Contact and near-contact binary systems - IV. RT Scl and AQ Tuc

Abstract

Reticon spectroscopic observations are presented for the short-period eclipsing binary systems RT Scl and AQ Tuc. Analysis of these data together with new analyses of previously published light curves show that RT Scl is composed of a main-sequence primary component, virtually in contact with its Roche lobe, and a detached secondary component which is ∼40 per cent larger than expected for its mass. The observed decrease in orbital period and the asymmetry in the light curve may be understood in terms of mass transfer from the primary component at a rate of $$10^{-8}M_\odot \enspace \text {yr}^{-1}$$ via a stream from the inner Lagrangian point which hits directly the surface of the oversized secondary.

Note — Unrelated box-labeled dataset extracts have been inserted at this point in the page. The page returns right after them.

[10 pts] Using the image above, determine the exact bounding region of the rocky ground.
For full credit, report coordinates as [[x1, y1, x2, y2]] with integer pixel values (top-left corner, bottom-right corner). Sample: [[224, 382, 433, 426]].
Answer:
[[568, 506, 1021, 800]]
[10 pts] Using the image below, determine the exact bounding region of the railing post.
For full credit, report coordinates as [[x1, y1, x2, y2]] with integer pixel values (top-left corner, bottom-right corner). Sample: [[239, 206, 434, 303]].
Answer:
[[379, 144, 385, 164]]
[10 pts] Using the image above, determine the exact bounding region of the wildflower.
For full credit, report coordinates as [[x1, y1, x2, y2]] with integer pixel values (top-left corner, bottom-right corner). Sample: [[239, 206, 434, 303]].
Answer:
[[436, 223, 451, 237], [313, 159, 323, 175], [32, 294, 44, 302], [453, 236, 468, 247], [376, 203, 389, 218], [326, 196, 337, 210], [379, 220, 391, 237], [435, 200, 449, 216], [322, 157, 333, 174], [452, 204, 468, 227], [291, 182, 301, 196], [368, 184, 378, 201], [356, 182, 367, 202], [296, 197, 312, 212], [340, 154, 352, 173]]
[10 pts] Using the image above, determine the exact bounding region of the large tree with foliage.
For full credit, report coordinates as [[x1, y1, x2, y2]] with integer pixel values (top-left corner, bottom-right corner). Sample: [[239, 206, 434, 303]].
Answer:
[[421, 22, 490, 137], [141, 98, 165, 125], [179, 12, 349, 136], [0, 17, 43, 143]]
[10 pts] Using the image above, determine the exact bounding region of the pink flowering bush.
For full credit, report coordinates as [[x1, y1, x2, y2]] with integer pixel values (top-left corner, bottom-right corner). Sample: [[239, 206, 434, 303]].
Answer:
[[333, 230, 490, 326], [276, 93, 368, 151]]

RT Scl is therefore a good candidate for the broken-contact phase of the thermal relaxation oscillation model for contact binaries. Alternatively, it is close to the same evolutionary state as FT Lupi of evolution into contact for the first time. The system AQ Tuc, which has the same total mass and specific orbital angular momentum as RT Scl, is confirmed to be an A-type WUMa contact system. There is some disagreement between the spectroscopic and photometric determinations of the mass ratio which may result from the small (∼0.02 mag) asymmetries in the light curves and/or from the differences in relative strengths of the spectra of the two components between first quadrature and second quadrature. The best solutions of the light curves are obtained with a convective value ($$\beta=0.03$$) for the gravity-darkening exponent. These findings support the conclusions reached by Eaton that convective (or turbulent) atmospheres extend to earlier spectral types amongst contact systems than amongst single stars.